OpenAI allows you to fine-tune GPT models, I believe. You could imagine a GPT system working for 8 hours in a day, then spending a bunch of time looking over all its conversation looking for patterns or insights or things to learn, and then modifying its own fine-tuning data (adding, removing, or modifying as appropriate), which it then used to train itself overnight, waking up the next morning having synthesized the previous day's experience.

HarHarVeryFunny 5 days ago | parent [-]

> This is just a problem of memory

How does memory (maybe later incorporated via fine tuning) help if you can't figure out how to do something in the first place ?

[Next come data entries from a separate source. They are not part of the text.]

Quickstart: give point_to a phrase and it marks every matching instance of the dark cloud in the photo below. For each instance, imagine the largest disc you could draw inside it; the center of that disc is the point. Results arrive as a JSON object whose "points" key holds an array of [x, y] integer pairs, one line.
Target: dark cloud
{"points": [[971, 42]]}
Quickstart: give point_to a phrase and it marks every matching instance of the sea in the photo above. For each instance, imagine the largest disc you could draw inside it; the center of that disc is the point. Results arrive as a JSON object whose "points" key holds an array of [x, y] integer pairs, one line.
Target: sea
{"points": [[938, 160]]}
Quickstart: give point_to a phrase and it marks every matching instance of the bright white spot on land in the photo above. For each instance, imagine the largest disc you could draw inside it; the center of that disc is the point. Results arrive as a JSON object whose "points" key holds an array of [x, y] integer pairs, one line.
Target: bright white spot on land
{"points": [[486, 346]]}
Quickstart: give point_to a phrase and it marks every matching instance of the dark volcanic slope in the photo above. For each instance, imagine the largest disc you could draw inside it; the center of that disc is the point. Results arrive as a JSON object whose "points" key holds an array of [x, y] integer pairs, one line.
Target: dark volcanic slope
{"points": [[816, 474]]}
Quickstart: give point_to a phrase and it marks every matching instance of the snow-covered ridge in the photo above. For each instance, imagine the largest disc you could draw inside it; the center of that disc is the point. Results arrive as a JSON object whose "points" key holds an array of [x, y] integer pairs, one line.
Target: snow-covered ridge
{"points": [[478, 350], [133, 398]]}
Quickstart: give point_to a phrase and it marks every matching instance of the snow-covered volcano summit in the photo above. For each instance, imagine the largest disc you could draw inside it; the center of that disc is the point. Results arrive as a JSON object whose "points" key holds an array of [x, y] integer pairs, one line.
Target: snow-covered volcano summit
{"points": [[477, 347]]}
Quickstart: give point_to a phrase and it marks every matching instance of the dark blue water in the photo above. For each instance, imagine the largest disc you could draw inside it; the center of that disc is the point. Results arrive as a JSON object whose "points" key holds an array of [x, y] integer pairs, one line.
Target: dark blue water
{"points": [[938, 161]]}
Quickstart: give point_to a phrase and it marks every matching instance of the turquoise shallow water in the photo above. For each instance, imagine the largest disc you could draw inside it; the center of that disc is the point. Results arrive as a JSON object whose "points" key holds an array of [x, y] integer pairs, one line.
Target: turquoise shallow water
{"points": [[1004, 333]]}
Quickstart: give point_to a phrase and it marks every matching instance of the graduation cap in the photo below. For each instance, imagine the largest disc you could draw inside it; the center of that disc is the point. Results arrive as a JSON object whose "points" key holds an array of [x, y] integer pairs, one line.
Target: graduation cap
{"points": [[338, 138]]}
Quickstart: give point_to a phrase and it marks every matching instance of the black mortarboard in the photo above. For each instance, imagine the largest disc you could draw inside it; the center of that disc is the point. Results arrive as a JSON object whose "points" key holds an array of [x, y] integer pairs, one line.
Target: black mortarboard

That would be a way to incorporate new declarative data at "runtime" - feedback to the AI intern as to what it is doing wrong. However, in order to do something effectively by yourself generally requires more than just new knowledge - it requires personal practice/experimentation etc, since you need to learn how to act based on the contents of your own mind, not that of the instructor.

Even when you've had enough practice to become proficient at a taught skill, you may not be able to verbalize exactly what you are doing (which is part of the teacher-student gap), so attempting to describe then capture that as textual/context "sensory input" is not always going to work.